De VDO’er: een nieuwe speler op en rond de bouwplaats

Op 1 januari 2024 jl. is de nieuwe Omgevingswet van kracht gegaan, en hiermee ook het Besluit bouwwerken leefomgeving (Bbl, opvolger van het Bouwbesluit). Met het van kracht worden van de Omgevingswet en het Bbl is ook de Veiligheidscoördinator Directe Omgeving (VDO’er) verplicht geworden. Maar wat doet deze VDO’er en wat is het verschil met een V&G-coördinator?

Wat is een VDO'er en waarom is deze nodig?

Tot eind 2023 kenden sloop- en bouwprojecten al diverse functionarissen die zich bezighouden met veiligheid op en rond de bouwplaats.
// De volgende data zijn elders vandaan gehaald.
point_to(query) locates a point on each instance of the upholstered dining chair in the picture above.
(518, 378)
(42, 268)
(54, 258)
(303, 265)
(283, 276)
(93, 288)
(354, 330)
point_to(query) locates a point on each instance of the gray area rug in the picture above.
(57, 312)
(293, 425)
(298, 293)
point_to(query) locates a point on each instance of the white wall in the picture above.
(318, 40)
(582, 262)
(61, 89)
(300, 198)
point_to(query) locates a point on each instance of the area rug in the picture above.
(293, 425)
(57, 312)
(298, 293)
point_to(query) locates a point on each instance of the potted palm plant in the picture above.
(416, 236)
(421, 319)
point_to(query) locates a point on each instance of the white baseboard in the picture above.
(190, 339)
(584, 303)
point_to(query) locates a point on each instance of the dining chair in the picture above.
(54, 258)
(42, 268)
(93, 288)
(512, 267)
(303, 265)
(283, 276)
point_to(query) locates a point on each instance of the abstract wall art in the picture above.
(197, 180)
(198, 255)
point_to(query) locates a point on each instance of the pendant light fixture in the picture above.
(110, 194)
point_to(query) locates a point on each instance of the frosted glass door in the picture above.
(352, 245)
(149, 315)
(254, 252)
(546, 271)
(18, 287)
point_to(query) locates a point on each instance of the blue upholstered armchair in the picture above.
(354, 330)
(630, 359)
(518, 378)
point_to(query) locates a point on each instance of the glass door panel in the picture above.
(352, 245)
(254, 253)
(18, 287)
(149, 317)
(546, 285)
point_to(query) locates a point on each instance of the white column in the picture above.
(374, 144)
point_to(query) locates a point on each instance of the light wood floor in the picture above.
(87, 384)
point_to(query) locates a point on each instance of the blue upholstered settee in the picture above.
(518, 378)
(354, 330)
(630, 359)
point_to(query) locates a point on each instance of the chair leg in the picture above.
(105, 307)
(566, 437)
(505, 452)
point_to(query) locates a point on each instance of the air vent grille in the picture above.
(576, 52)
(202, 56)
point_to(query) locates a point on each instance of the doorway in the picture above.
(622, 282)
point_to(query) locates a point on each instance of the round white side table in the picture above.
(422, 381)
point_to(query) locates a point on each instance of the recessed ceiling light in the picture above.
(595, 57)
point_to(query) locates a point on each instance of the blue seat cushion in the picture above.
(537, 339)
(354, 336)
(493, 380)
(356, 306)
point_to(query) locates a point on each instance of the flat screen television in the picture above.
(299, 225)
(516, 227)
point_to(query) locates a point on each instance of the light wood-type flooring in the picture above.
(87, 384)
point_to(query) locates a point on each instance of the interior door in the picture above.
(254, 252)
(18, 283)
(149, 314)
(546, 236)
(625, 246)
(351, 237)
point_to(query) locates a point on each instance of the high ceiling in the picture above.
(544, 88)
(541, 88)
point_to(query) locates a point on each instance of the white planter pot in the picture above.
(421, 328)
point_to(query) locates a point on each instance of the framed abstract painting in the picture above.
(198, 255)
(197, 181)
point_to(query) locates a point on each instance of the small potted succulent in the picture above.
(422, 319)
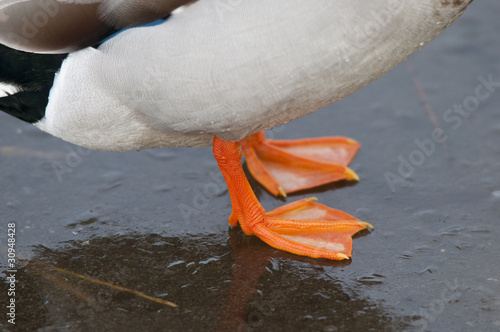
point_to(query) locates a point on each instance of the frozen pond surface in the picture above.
(156, 221)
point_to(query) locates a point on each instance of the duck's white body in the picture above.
(232, 68)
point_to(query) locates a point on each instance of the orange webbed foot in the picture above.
(304, 227)
(286, 166)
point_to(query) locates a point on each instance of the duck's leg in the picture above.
(283, 166)
(304, 227)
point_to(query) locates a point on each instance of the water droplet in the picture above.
(373, 279)
(160, 154)
(164, 188)
(111, 180)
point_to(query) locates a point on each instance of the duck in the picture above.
(133, 75)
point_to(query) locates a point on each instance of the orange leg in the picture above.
(283, 166)
(304, 227)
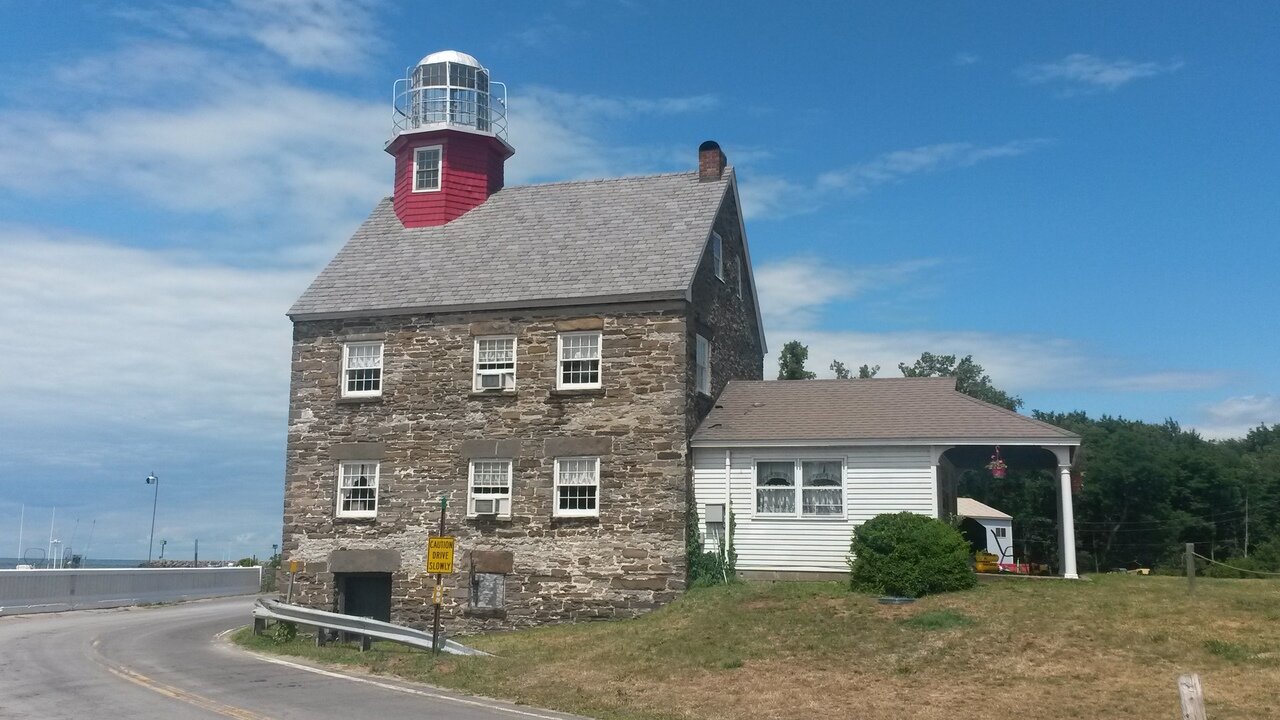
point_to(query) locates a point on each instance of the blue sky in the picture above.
(1083, 196)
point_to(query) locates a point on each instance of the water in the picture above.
(10, 563)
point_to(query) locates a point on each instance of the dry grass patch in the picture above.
(1033, 650)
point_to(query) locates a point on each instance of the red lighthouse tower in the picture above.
(449, 139)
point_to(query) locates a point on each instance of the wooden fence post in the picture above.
(1192, 696)
(1191, 566)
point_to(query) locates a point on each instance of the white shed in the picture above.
(996, 528)
(799, 464)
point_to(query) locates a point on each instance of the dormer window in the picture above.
(426, 168)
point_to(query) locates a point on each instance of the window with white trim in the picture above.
(579, 364)
(489, 488)
(703, 365)
(577, 487)
(818, 493)
(361, 369)
(357, 488)
(718, 255)
(426, 168)
(494, 363)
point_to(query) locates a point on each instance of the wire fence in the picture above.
(1234, 568)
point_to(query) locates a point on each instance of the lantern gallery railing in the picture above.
(424, 108)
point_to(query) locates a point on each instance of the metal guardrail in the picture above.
(275, 610)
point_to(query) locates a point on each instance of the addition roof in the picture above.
(895, 410)
(970, 507)
(539, 245)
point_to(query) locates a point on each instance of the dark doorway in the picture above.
(365, 595)
(976, 533)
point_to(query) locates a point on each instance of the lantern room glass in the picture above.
(449, 94)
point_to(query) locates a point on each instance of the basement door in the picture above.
(365, 595)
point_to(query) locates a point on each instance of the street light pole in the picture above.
(152, 481)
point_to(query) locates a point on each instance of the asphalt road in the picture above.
(169, 662)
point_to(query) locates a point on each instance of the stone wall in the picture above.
(426, 424)
(725, 318)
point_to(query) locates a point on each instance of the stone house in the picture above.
(539, 356)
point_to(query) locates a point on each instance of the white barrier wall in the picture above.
(51, 591)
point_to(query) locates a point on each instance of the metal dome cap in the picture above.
(451, 57)
(448, 90)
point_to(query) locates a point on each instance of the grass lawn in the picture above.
(1110, 647)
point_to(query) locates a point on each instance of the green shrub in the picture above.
(909, 555)
(283, 632)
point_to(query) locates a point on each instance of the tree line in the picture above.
(1147, 490)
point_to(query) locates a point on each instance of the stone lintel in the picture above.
(572, 446)
(470, 449)
(364, 561)
(580, 324)
(359, 451)
(493, 327)
(492, 561)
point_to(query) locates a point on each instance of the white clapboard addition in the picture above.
(877, 479)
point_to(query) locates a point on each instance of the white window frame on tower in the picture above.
(703, 364)
(439, 168)
(562, 361)
(350, 374)
(504, 372)
(594, 469)
(357, 475)
(718, 255)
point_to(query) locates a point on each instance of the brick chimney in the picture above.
(711, 162)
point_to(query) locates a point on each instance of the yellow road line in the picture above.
(183, 696)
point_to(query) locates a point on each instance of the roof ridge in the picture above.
(589, 181)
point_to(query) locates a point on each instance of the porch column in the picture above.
(1066, 531)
Denk bijvoorbeeld aan de V&G-coördinator van de aannemer, een veiligheidskundige of de omgevingsmanager. Vanaf begin 2024 is hier met de komst van de nieuwe Omgevingswet en het Besluit bouwwerken leefomgeving (Bbl) nog een nieuwe speler bijgekomen, nl. de Veiligheidscoördinator Directe Omgeving (VDO’er). Deze persoon zorgt voor de veiligheid en gezondheid van iedereen in de directe omgeving van de bouw- en sloopwerkzaamheden.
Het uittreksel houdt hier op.